MOSCOW (Reuters) – Russian President Vladimir Putin’s approval rating has slipped to its lowest level in more than two decades amid the coronavirus crisis, even as support for his plan to extend his rule for years ahead has risen, a poll showed on Wednesday.
The poll, by the Levada-Center, showed Putin’s support fell to 59% in April, from 63% in March. It was the worst result for Putin recorded by Levada since September 1999 when Putin was a rookie prime minister with a 53% approval rating.
However, support for his plan to change the constitution to allow him to extend his rule until 2036 rose to 47 percent in April, up from 40 percent in March.
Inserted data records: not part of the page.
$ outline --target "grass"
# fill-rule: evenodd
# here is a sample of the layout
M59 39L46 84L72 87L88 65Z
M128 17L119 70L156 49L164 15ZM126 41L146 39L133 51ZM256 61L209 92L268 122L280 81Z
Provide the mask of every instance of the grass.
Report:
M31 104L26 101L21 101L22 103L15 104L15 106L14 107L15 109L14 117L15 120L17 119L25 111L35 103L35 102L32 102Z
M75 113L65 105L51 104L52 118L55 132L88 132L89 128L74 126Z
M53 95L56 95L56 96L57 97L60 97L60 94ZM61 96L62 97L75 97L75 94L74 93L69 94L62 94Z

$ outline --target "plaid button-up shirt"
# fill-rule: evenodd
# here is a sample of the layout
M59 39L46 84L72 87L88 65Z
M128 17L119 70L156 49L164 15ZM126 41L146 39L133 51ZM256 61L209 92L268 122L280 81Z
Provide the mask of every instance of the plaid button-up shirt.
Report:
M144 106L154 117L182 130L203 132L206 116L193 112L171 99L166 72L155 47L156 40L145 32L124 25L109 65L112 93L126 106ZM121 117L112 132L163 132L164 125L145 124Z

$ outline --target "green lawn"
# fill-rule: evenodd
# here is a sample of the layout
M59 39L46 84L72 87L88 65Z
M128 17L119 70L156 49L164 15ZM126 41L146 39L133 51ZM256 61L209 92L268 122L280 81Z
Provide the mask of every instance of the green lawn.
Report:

A nationwide vote on the proposed change, scheduled for last month but delayed because of the virus outbreak, is now expected later this year.
Putin’s approval rating is still very high by Western standards, and there is no sign that the man who has dominated Russian politics as president or prime minister for more than 20 years and survived many crises, is about to be toppled.
Economic and social fallout from the coronavirus crisis is causing problems for him though, as the number of cases continues to sharply rise, oil prices remain historically low and a lockdown poisons the economy and people’s livelihoods.
The number of confirmed coronavirus cases rose by more than 10,000 on Wednesday for a fourth consecutive day and now stands at 165,929, though at 1,537 the death toll remains far lower than in many other countries.
The poll was conducted by phone because of the coronavirus-related lockdown, rather than face-to-face, which Levada’s Deputy Director Denis Volkov said may have clipped 1-2% off Putin’s approval rating.
Even taking that into account, Volkov said an outcome of 61% would still mean Putin’s rating was on a par with 2013, a year before Russia’s annexation of Ukraine’s Crimea prompted his ratings to surge.
Kremlin spokesman Dmitry Peskov cast doubt on the poll.
“I’m not inclined to entirely trust Levada’s polls,” Peskov told reporters. “There are other polls which give a different picture.” A survey from state-run pollster VTsIOM gave Putin a trust rating of 69.8% in April.
Among those who said they intended to take part in the vote on constitutional change, 58 percent said they would back the changes and only 25 percent vote against them.
“What is important is that those that are ‘for’ are very well mobilised and are ready to come (and vote),” said Volkov.
Levada said the survey was conducted on April 24-27 and that 1,608 people had been polled across Russia.